Flynt, professor emeritus of the Auburn University Department of History, and Moss, a senior pastor of Trinity United Church of Christ in Chicago, participated in a panel as part of a two-day event to commemorate the Rev. Dr. Martin Luther King Junior’s dream, legacy and the 50thanniversary of his assassination.
“Where do we go from here?” asked Dr. Joan Harrell, an Auburn University assistant visiting professor who moderated the panel.
The panelist discussed a wide variety of subjects on faith, religion and politics. Harrell said that one of the main points of the event was to discuss the Beloved Community King spoke about.
As the Senior Pastor of Trinity United Church of Christ in Chicago, Illinois, Moss said he believes in community advancement and social justice activism. He is an honors graduate of Morehouse College who earned a Master of Divinity degree from Yale University and a Doctor of Ministry from Chicago Theological Seminary.

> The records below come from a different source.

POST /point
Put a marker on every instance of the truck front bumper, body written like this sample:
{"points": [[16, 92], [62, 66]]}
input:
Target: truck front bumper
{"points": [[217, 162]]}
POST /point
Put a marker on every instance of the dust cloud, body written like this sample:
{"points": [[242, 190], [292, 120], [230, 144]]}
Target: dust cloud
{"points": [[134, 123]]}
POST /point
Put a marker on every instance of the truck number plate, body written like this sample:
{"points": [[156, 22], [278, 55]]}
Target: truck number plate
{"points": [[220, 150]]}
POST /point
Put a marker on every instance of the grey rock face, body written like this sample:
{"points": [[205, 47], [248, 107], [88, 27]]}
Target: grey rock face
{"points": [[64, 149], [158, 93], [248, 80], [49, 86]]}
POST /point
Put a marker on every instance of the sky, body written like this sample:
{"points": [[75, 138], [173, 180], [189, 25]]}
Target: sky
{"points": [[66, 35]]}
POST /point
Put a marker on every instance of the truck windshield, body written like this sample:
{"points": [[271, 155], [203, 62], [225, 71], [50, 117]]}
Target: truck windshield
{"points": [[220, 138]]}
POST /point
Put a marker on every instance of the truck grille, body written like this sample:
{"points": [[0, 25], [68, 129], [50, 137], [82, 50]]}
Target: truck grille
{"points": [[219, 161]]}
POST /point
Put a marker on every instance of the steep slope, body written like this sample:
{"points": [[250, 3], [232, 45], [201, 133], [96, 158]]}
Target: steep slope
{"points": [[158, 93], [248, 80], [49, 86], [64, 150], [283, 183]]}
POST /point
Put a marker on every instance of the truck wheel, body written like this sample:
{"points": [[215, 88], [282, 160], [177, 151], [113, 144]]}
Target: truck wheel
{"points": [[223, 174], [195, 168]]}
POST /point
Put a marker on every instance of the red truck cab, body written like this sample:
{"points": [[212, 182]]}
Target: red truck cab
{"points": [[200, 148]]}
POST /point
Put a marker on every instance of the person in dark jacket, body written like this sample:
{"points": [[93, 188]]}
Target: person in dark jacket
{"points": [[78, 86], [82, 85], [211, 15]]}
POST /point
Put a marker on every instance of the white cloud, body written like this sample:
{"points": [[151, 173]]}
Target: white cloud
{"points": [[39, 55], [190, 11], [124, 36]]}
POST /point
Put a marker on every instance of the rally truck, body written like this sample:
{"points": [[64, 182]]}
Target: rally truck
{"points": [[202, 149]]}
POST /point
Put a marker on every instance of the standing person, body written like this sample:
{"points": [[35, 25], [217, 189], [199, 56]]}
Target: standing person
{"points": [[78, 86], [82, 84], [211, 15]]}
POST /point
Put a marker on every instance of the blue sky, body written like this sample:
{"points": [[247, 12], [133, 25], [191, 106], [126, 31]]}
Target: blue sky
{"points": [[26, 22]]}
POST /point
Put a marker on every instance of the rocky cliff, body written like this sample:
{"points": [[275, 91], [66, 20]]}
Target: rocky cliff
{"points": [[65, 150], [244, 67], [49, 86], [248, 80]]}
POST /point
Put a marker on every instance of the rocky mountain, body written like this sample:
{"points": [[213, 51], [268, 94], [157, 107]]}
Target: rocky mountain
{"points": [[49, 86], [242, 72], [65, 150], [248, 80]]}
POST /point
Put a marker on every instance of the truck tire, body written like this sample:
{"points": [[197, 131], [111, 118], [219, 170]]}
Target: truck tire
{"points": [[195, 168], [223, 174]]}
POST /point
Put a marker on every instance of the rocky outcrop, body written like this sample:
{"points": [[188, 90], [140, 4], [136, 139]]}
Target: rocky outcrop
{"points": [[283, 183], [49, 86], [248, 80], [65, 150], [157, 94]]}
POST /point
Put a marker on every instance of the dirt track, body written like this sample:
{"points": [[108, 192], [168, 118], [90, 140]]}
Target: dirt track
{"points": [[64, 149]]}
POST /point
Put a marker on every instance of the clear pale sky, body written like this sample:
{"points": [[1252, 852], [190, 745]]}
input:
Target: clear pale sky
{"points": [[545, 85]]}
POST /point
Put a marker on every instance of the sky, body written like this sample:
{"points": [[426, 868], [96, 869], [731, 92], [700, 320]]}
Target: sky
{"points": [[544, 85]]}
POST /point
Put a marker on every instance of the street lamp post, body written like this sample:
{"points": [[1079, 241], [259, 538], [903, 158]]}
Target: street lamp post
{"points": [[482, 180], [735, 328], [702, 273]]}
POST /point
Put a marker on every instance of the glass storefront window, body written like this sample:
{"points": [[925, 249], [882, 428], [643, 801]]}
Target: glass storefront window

Moss said that in order to grow, America needs to be able to mourn prophetically rather than pathetically for King’s death.
“Pathetic mourning means that I fall into despair. I will not change a system,”
said Moss. “But prophetic mourning means that I take my energy, my anger
and my sorrow and I put it into stretching our democracy.”
Flynt, who was a ministry student at Samford University and earned his
doctoral degree in American history from Florida State University,
has written 13 books and has taught at both Samford and Auburn University.
“The real radicals are people who are inside us, who come from us,
who think like us and who share our theology,” said Flynt.
Flynt also said that in the time of King, southern states were the highest documented Christian areas in the country.
“And yet it [the South] had failed so completely in the realization of what the beloved community that Christ talked about was,” said Flynt.
The event concluded with a short question and answer portion and final thoughts from both panelists. Moss said he believes that as a nation love and justice are central and that the community should work on it every single day.
“We need to operate like grandma in the garden. She’s going to be out there working every day,” Moss said. “If we keep on planting, keep on taking the manure and using some of it, it can actually grow great things in this nation.”